Тамбуканская грязь, если кто не знает, чемпион по укрывистости и расходу средства на единицу площади. Одной пригоршни этой вязкой черной массы вполне достаточно, чтобы превратить в дядю Тома здоровенного высоченного мужика вроде моего супруга. Мне с достаточно скромными габаритами хватает и пары столовых ложек, причем негритянка из меня получается на диво убедительная. В Томбукту запросто приняли бы за свою.
– Одна мне, вторая тебе, а третья нашим мадамам, – обосновала свою запасливость Ирка.

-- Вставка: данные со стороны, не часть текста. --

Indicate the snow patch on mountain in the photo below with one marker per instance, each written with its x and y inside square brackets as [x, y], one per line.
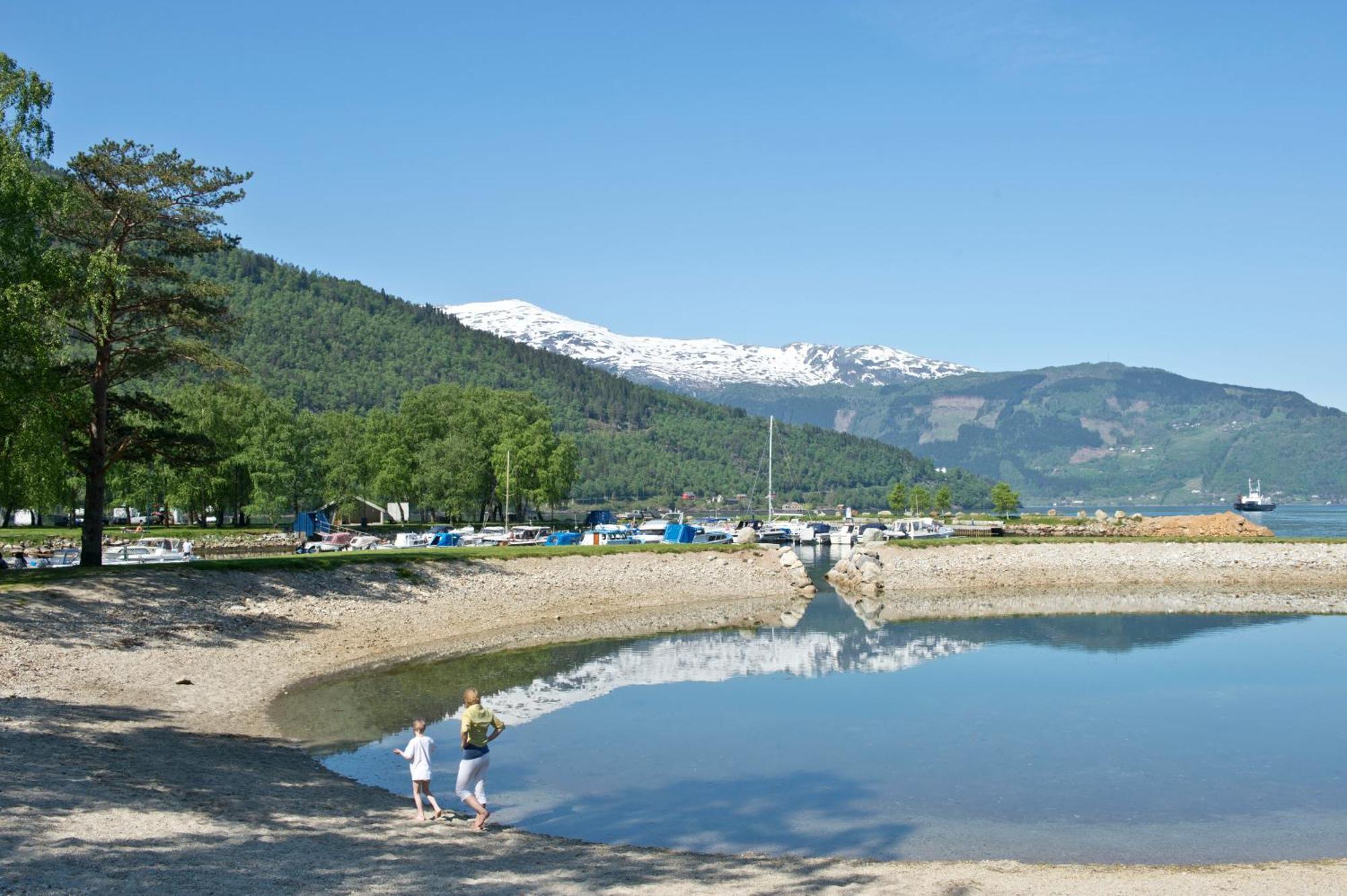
[698, 364]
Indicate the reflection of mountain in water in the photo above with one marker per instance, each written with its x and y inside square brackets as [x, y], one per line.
[832, 638]
[720, 657]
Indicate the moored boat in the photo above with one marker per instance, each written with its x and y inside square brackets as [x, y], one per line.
[150, 551]
[1255, 501]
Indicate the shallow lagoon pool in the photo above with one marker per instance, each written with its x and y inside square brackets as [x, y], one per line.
[1104, 739]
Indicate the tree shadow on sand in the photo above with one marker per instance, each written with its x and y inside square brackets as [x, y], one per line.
[112, 798]
[212, 609]
[803, 813]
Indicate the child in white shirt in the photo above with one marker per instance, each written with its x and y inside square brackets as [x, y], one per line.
[418, 754]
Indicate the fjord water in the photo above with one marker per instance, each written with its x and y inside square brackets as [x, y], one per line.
[1105, 739]
[1288, 521]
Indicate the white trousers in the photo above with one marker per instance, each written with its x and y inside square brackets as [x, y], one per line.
[472, 778]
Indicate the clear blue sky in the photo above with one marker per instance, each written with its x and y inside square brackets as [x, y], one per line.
[1006, 184]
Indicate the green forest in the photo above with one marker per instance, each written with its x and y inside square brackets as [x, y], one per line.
[1103, 431]
[146, 358]
[327, 343]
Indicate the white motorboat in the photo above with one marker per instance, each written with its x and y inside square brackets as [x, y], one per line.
[610, 535]
[801, 533]
[488, 536]
[526, 536]
[653, 530]
[843, 535]
[918, 528]
[366, 543]
[150, 551]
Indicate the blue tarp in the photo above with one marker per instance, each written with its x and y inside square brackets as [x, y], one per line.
[600, 518]
[681, 533]
[312, 524]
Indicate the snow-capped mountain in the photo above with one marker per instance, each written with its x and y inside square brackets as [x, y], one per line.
[698, 364]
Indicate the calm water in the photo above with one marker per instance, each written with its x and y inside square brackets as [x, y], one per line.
[1132, 739]
[1288, 521]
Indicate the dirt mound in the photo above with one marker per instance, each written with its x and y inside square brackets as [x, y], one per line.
[1228, 525]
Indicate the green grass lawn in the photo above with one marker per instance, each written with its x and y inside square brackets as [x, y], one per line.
[196, 533]
[337, 559]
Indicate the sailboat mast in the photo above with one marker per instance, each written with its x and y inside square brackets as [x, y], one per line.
[771, 424]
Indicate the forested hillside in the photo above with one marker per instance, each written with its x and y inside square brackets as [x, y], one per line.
[1101, 431]
[331, 343]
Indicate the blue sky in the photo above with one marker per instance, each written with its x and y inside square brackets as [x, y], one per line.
[1001, 183]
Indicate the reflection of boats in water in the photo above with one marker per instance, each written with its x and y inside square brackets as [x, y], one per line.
[918, 528]
[720, 657]
[1255, 499]
[150, 551]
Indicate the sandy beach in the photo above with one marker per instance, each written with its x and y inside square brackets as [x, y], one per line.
[121, 776]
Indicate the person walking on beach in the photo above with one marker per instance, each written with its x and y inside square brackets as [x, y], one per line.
[472, 770]
[418, 754]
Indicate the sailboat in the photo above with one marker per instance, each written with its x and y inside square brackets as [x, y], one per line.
[771, 532]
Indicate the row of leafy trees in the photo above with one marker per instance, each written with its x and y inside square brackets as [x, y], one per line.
[96, 306]
[445, 450]
[102, 311]
[919, 499]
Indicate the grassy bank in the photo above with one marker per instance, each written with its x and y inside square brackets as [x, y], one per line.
[1138, 540]
[196, 533]
[337, 559]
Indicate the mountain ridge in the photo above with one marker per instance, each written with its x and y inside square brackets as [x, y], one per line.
[1092, 431]
[696, 365]
[329, 343]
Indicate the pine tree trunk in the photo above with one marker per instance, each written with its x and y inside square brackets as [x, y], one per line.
[96, 467]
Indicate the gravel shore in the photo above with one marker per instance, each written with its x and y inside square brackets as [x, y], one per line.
[121, 776]
[1082, 576]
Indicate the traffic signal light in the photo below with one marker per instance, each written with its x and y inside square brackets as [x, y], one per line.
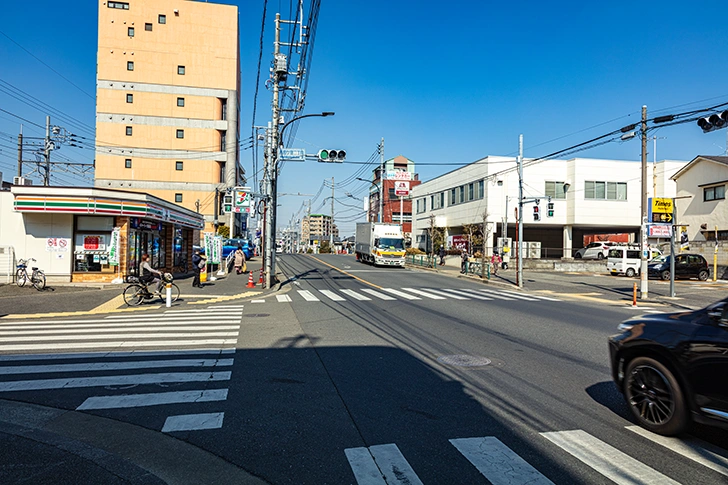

Наши мадамы – это моя тетушка Ида и ее подруга Марфинька, интеллигентные питерские старушки, благодаря которым Ирка и открыла для себя Пятигорск с его водами и грязями.
Мадамы завели обыкновение зимовать на курорте, спасаясь от гололеда и сосуль любимой Северной столицы. Раньше-то они в Бад-Вильдбад и Баден-Баден усвистывали, а теперь вынуждены ограничиваться просторами родной страны, но нисколько этим не огорчаются. И рассказывают о своей курортной жизни так увлекательно, что Ирка не выдержала и недавно свозила в Кавминводы все свое семейство. Нас с собой тоже звала, но мы отговорились тем, что любим бывать в Пятигорске в феврале, когда контраст между горячими природными ваннами и окрестными заснеженными горами наиболее впечатляет.
– Пяти литров грязи мне хватит, чтобы обмазаться с ног до головы раз сто, – прикинула я.
– Пять литров – это объем посудины, а грязи в ней почти семь кило! – подруга набила цену своему подарку.
– Три года мазаться, если хотя бы раз в неделю, – подсчитала я без восторга.
Тамбуканскую грязь, чтобы вы знали, очень трудно отмыть. А пачкает она все вокруг ого-го как!
– Понимаю, о чем ты, – нисколько не обидевшись, усмехнулась подруга. – Сама не хочу развозить грязь в своей чистой ванной. Именно поэтому я здесь!
– Чтобы развозить грязь в моей чистой ванной?!
– Без паники! Я нашла другое решение! – Ирка устремила выразительный взгляд за окно. – Какая сегодня погодка-то, а? Небо ясное, солнце яркое, максимальная температура воздуха по прогнозу будет плюс двадцать четыре! В пятнадцать часов, – она озабоченно посмотрела на свой наручный хронометр. – То есть через пятьдесят минут. Собирайся, а то пропустим самое тепло.
– Мы идем гулять? – не поняла я.
– Не гулять, а принимать процедуры! – подняла палец затейница. – Намажемся полезной грязью на пляже у реки, там в будний день в апреле пусто, нам никто не помешает.
– А мыться как?
– Вчерне – речной водичкой, она проточная, и ее много, а потом из баклажек ополоснемся, у меня в багажнике двадцать литров водопроводной воды, – похвасталась подруга. – Комнатной температуры, правда, но мы выставим ее на солнце, она и нагреется.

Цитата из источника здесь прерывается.